Sex Limited Characters and sex reversal


Sex Limited Characters and sex reversal

  • Some traits are carried on the sex chromosomes, X and Y. Most traits carried are present on only the X-chromosome. 
  • The Y-chromosome is smaller, and so, very few genes are located on this chromosome.
  • Sex traits can be categorized into three types of inheritance: sex-limited, sex-linked, and sex-influenced. 
  • Sex-limited traits are traits that are visible only within one sex. For instance, barred coloring in chickens normally is visible only in the roosters.
  • Sex-linked traits would be considered traits like sickle cell anemia and color blindness. 
  • They are said to be linked because more males (XY) develop these triats than females (XX). 
  • This is because the females have a second X gene to counteract the recessive trait. 
  • Thus, the trait is more likely to be visible in the male.
  • Sex-influenced traits are autosomal traits that are influenced by sex. 
  • If a male has one recessive allele, he will show that trait, but it will take two recessive for the female to show that same trait. 
  • One such gene is baldness.
  • A lot of sex-limtied traits can determine parental carriers by using a pedigree. 
  • The colored blocks indicate a recessive trait phenotype, and from there, carriers can be traced back. 
  • This is an effective method when determining the probability of an offspring receiving that trait.
  • If the pedigree is used to analyze the parents genes for hemophilia and S represent affected, then what are the parents?

The answer is:

  • Sex-Limited Genes are found in both sexes of sexually reproducing animals, but are expressed in only one and thus have no penetrance in another, or are simply ‘turned off’ in the other. In other words, although possessing the same genotype, Sex-Limited 
  • Genes cause the two sexes to exhibit different behaviours or phenotypes. 
  • This term refers to autosomal qualities only, and therefore should not be mistaken with sex-linked features, which refer to genetic variations on the chromosomes of the sexes. 
  • Sex-restricted genes are separated from sex-influenced genes, which have distinct expression patterns in each sex.

Storage Effect: 

  • Because Sex-Limited Genes exist in both sexes however are expressed only in one, the unexpressed genes are protected from the selection. 
  • If talking about a short-term scale, this implies that within one generation, selection would only affect the sex which expresses the sex-limited trait(s) of significance. 
  • Because these features are buried (unexpressed) in the genes of the opposite sex, the left portion of the gene pool for such traits would be unaffected by selection. 
  • The phenomenon is known as the ‘storage-effect,’ even though a fraction of the alleles for all these sex-limited features is masked from the selection.

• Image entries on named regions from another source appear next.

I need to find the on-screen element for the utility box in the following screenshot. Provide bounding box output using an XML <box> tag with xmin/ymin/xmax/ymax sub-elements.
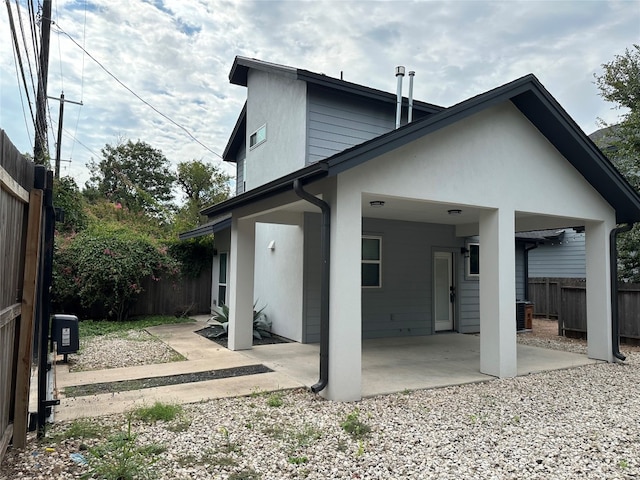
<box><xmin>51</xmin><ymin>314</ymin><xmax>80</xmax><ymax>361</ymax></box>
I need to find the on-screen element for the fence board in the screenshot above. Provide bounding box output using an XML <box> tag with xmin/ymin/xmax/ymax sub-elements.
<box><xmin>0</xmin><ymin>130</ymin><xmax>35</xmax><ymax>462</ymax></box>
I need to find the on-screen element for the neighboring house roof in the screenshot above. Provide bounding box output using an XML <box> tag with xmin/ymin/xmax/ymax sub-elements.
<box><xmin>202</xmin><ymin>71</ymin><xmax>640</xmax><ymax>227</ymax></box>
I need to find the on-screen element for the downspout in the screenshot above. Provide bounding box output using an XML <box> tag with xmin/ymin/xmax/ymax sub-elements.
<box><xmin>524</xmin><ymin>243</ymin><xmax>538</xmax><ymax>302</ymax></box>
<box><xmin>293</xmin><ymin>179</ymin><xmax>331</xmax><ymax>393</ymax></box>
<box><xmin>609</xmin><ymin>223</ymin><xmax>633</xmax><ymax>361</ymax></box>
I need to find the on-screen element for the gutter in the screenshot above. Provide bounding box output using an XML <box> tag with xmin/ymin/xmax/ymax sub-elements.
<box><xmin>293</xmin><ymin>178</ymin><xmax>331</xmax><ymax>393</ymax></box>
<box><xmin>609</xmin><ymin>223</ymin><xmax>633</xmax><ymax>361</ymax></box>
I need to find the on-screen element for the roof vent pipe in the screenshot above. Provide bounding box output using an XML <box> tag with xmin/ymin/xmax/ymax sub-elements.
<box><xmin>407</xmin><ymin>70</ymin><xmax>416</xmax><ymax>123</ymax></box>
<box><xmin>396</xmin><ymin>66</ymin><xmax>404</xmax><ymax>128</ymax></box>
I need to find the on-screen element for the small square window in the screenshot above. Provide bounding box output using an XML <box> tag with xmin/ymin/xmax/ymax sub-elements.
<box><xmin>249</xmin><ymin>124</ymin><xmax>267</xmax><ymax>148</ymax></box>
<box><xmin>362</xmin><ymin>237</ymin><xmax>382</xmax><ymax>288</ymax></box>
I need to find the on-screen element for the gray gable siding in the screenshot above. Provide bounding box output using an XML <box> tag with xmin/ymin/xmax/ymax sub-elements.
<box><xmin>529</xmin><ymin>229</ymin><xmax>587</xmax><ymax>278</ymax></box>
<box><xmin>236</xmin><ymin>145</ymin><xmax>247</xmax><ymax>195</ymax></box>
<box><xmin>307</xmin><ymin>86</ymin><xmax>426</xmax><ymax>165</ymax></box>
<box><xmin>302</xmin><ymin>212</ymin><xmax>322</xmax><ymax>343</ymax></box>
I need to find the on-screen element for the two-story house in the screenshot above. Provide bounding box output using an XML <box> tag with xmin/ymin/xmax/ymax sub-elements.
<box><xmin>182</xmin><ymin>57</ymin><xmax>640</xmax><ymax>400</ymax></box>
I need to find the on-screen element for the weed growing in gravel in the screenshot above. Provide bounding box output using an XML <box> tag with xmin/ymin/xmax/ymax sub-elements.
<box><xmin>267</xmin><ymin>392</ymin><xmax>284</xmax><ymax>408</ymax></box>
<box><xmin>218</xmin><ymin>427</ymin><xmax>240</xmax><ymax>453</ymax></box>
<box><xmin>133</xmin><ymin>402</ymin><xmax>183</xmax><ymax>423</ymax></box>
<box><xmin>288</xmin><ymin>457</ymin><xmax>309</xmax><ymax>465</ymax></box>
<box><xmin>340</xmin><ymin>408</ymin><xmax>371</xmax><ymax>439</ymax></box>
<box><xmin>83</xmin><ymin>415</ymin><xmax>161</xmax><ymax>480</ymax></box>
<box><xmin>229</xmin><ymin>468</ymin><xmax>260</xmax><ymax>480</ymax></box>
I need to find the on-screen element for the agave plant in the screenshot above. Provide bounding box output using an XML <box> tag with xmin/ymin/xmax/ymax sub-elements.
<box><xmin>212</xmin><ymin>301</ymin><xmax>271</xmax><ymax>340</ymax></box>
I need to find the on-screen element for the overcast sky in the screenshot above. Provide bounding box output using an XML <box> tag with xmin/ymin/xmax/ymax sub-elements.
<box><xmin>0</xmin><ymin>0</ymin><xmax>640</xmax><ymax>191</ymax></box>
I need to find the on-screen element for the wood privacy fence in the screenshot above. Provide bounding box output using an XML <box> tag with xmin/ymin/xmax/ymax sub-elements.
<box><xmin>529</xmin><ymin>278</ymin><xmax>640</xmax><ymax>339</ymax></box>
<box><xmin>129</xmin><ymin>268</ymin><xmax>211</xmax><ymax>316</ymax></box>
<box><xmin>0</xmin><ymin>130</ymin><xmax>42</xmax><ymax>462</ymax></box>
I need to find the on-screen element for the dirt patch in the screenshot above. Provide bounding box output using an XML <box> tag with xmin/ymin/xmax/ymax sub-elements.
<box><xmin>195</xmin><ymin>325</ymin><xmax>291</xmax><ymax>348</ymax></box>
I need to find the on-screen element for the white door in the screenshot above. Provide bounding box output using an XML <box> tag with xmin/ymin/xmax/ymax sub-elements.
<box><xmin>433</xmin><ymin>252</ymin><xmax>455</xmax><ymax>332</ymax></box>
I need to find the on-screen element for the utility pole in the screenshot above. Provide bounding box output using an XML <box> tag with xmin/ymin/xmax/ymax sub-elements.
<box><xmin>33</xmin><ymin>0</ymin><xmax>51</xmax><ymax>165</ymax></box>
<box><xmin>48</xmin><ymin>92</ymin><xmax>82</xmax><ymax>179</ymax></box>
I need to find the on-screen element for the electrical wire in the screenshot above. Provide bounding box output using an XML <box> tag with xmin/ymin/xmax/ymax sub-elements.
<box><xmin>69</xmin><ymin>0</ymin><xmax>87</xmax><ymax>163</ymax></box>
<box><xmin>55</xmin><ymin>24</ymin><xmax>222</xmax><ymax>159</ymax></box>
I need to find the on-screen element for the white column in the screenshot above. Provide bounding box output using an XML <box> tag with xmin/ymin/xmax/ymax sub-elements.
<box><xmin>585</xmin><ymin>220</ymin><xmax>615</xmax><ymax>362</ymax></box>
<box><xmin>480</xmin><ymin>209</ymin><xmax>518</xmax><ymax>378</ymax></box>
<box><xmin>227</xmin><ymin>217</ymin><xmax>256</xmax><ymax>350</ymax></box>
<box><xmin>322</xmin><ymin>179</ymin><xmax>362</xmax><ymax>402</ymax></box>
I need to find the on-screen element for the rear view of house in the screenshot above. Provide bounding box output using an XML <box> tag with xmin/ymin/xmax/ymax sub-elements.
<box><xmin>182</xmin><ymin>57</ymin><xmax>640</xmax><ymax>400</ymax></box>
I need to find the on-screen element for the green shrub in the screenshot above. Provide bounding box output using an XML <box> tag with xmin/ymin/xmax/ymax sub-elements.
<box><xmin>52</xmin><ymin>224</ymin><xmax>179</xmax><ymax>321</ymax></box>
<box><xmin>213</xmin><ymin>301</ymin><xmax>271</xmax><ymax>340</ymax></box>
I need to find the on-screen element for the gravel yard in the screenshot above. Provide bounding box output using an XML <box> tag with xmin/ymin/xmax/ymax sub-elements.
<box><xmin>0</xmin><ymin>321</ymin><xmax>640</xmax><ymax>480</ymax></box>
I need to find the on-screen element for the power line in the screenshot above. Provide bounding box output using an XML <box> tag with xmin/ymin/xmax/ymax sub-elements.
<box><xmin>56</xmin><ymin>25</ymin><xmax>222</xmax><ymax>159</ymax></box>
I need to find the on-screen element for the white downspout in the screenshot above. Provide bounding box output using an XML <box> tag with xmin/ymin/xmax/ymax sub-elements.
<box><xmin>407</xmin><ymin>70</ymin><xmax>416</xmax><ymax>123</ymax></box>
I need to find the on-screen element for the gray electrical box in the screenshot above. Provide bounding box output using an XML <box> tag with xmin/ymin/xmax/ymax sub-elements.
<box><xmin>51</xmin><ymin>314</ymin><xmax>80</xmax><ymax>358</ymax></box>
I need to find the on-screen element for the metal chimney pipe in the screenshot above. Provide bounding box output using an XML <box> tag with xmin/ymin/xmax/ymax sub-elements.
<box><xmin>407</xmin><ymin>70</ymin><xmax>416</xmax><ymax>123</ymax></box>
<box><xmin>396</xmin><ymin>66</ymin><xmax>404</xmax><ymax>128</ymax></box>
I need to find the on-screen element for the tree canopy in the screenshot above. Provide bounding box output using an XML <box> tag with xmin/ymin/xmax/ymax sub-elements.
<box><xmin>595</xmin><ymin>45</ymin><xmax>640</xmax><ymax>283</ymax></box>
<box><xmin>86</xmin><ymin>140</ymin><xmax>176</xmax><ymax>219</ymax></box>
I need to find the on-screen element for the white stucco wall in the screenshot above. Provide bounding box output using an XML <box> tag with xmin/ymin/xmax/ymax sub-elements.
<box><xmin>340</xmin><ymin>103</ymin><xmax>614</xmax><ymax>223</ymax></box>
<box><xmin>254</xmin><ymin>223</ymin><xmax>304</xmax><ymax>342</ymax></box>
<box><xmin>245</xmin><ymin>70</ymin><xmax>307</xmax><ymax>191</ymax></box>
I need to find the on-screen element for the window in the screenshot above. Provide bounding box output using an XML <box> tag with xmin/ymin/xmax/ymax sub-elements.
<box><xmin>467</xmin><ymin>243</ymin><xmax>480</xmax><ymax>277</ymax></box>
<box><xmin>362</xmin><ymin>237</ymin><xmax>382</xmax><ymax>288</ymax></box>
<box><xmin>249</xmin><ymin>124</ymin><xmax>267</xmax><ymax>148</ymax></box>
<box><xmin>218</xmin><ymin>253</ymin><xmax>228</xmax><ymax>305</ymax></box>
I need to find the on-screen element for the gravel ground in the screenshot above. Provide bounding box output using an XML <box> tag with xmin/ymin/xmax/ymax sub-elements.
<box><xmin>0</xmin><ymin>322</ymin><xmax>640</xmax><ymax>480</ymax></box>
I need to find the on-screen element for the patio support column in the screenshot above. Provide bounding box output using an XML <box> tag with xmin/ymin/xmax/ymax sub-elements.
<box><xmin>480</xmin><ymin>208</ymin><xmax>518</xmax><ymax>378</ymax></box>
<box><xmin>228</xmin><ymin>217</ymin><xmax>256</xmax><ymax>350</ymax></box>
<box><xmin>585</xmin><ymin>221</ymin><xmax>615</xmax><ymax>362</ymax></box>
<box><xmin>322</xmin><ymin>178</ymin><xmax>362</xmax><ymax>402</ymax></box>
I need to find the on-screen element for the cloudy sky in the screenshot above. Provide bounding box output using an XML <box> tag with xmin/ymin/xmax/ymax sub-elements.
<box><xmin>0</xmin><ymin>0</ymin><xmax>640</xmax><ymax>193</ymax></box>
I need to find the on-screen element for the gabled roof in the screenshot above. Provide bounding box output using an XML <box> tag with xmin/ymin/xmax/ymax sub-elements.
<box><xmin>229</xmin><ymin>57</ymin><xmax>445</xmax><ymax>113</ymax></box>
<box><xmin>202</xmin><ymin>70</ymin><xmax>640</xmax><ymax>227</ymax></box>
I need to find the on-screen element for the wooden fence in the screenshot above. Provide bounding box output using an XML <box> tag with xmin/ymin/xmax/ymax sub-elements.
<box><xmin>529</xmin><ymin>278</ymin><xmax>640</xmax><ymax>340</ymax></box>
<box><xmin>129</xmin><ymin>268</ymin><xmax>211</xmax><ymax>316</ymax></box>
<box><xmin>0</xmin><ymin>130</ymin><xmax>42</xmax><ymax>462</ymax></box>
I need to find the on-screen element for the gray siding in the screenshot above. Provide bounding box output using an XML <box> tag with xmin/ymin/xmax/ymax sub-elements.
<box><xmin>236</xmin><ymin>145</ymin><xmax>247</xmax><ymax>195</ymax></box>
<box><xmin>362</xmin><ymin>218</ymin><xmax>464</xmax><ymax>338</ymax></box>
<box><xmin>529</xmin><ymin>229</ymin><xmax>586</xmax><ymax>278</ymax></box>
<box><xmin>302</xmin><ymin>212</ymin><xmax>322</xmax><ymax>343</ymax></box>
<box><xmin>457</xmin><ymin>237</ymin><xmax>482</xmax><ymax>333</ymax></box>
<box><xmin>307</xmin><ymin>87</ymin><xmax>395</xmax><ymax>164</ymax></box>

Effects of Sexual Antagonism: 

  • When two species’ optimal fitness strategies for reproduction collide, sexual antagonism arises. 
  • A famous example of opposing optimal strategies is multiple matings. 
  • Males could profit from much more regular matings since they have a lesser investment amount in reproduction.
  • Females, on the other hand, put far more effort into reproduction and could be threatened, damaged, or even killed as a result of many matings.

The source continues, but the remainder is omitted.